Eroding shorelines pose a great risk to water quality. Many soils in our area are naturally high in phosphorus – a nutrient that causes lakes and rivers to turn green. Keeping shorelines stabile and in place can keep our waters healthy. There are several tools and options available to property owners that will protect their shoreline. Native vegetation (especially trees and shrubs), willow wattle, coir logs, and even rock rip have been used to protect shorelines. Examples from landowners who have worked to protect their shorelines are shared below:
Shoreline Stabilization Project – Round Lake (2013 – 2014): After receiving a Cost Share Grant from the BSALWMP we were able to stabilize our shoreline on Round Lake with riprap and native plantings. In the spring, we will be adding additional vegetation with native plantings to help with runoff. The properly sized and sloped rock will hold the bank in place. The deep-rooted native vegetation will slow and filter stormwater runoff.
Shoreline Restoration Project – Lake Minnewawa (2013-2014): Years of wave action and winter ice movement had eroded the shoreline. After research and discussion with the Aitkin County SWCD, the landowners chose a solution which used coir logs (shredded coconut fiber) and a variety of native plants to produce a buffer. This option fit well with the landowners existing natural shoreline.
Coir logs can protect the shoreline by providing an edge for waves to crash against. Native plant plugs can be added into the coir logs, or behind the coir logs.

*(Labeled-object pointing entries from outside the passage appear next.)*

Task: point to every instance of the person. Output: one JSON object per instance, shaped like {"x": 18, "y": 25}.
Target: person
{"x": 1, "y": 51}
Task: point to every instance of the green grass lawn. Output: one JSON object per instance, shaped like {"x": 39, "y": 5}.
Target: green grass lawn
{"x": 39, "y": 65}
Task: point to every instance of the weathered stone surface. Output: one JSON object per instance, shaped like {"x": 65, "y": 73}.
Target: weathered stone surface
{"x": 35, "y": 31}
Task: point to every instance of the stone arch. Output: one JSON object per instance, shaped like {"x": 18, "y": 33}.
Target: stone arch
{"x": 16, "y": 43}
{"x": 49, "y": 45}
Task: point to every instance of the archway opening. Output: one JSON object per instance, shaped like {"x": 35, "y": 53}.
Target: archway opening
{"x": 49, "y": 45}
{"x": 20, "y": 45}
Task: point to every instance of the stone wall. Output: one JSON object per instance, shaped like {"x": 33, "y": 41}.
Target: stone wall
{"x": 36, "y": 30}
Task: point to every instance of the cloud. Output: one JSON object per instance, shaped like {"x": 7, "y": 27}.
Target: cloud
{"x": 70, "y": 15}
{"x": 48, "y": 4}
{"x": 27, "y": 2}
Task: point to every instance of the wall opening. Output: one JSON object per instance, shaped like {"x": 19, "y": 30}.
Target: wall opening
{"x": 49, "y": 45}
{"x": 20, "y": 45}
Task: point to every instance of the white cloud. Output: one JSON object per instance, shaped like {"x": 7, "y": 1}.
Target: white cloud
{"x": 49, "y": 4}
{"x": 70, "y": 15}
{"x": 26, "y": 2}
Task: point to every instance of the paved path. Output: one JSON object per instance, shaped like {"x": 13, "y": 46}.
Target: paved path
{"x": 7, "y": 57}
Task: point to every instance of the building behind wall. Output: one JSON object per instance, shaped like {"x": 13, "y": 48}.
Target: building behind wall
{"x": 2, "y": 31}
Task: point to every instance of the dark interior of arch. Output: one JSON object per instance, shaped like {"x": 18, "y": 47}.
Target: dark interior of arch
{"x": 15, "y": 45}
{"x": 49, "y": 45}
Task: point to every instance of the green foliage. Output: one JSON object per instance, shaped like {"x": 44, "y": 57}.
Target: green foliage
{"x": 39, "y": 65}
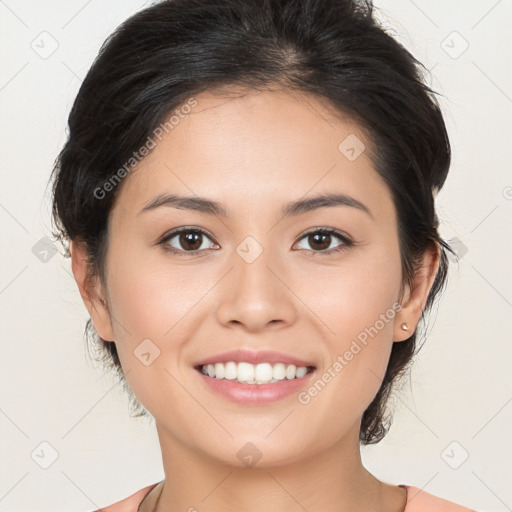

Shoreline Protection Project – Lake Minnewawa (2014-2015): Erosion had resulted in the breakdown and loss of shoreline on this Lake Minnewawa property. The solution combined several tools to restore the shoreline. Coir logs were added at the base of the slope; existing rock was placed on the lakeside edge of the coir log, erosion blanket and a variety of vegetation was added above the coir log to restore and protect the damaged shore. The Lake Minnewawa Association coordinated the efforts which resulted in a Grant from the Aitkin County SWCD and project implementation by Shelly Larson – Hayland Woods and Minnesota Shoreworks.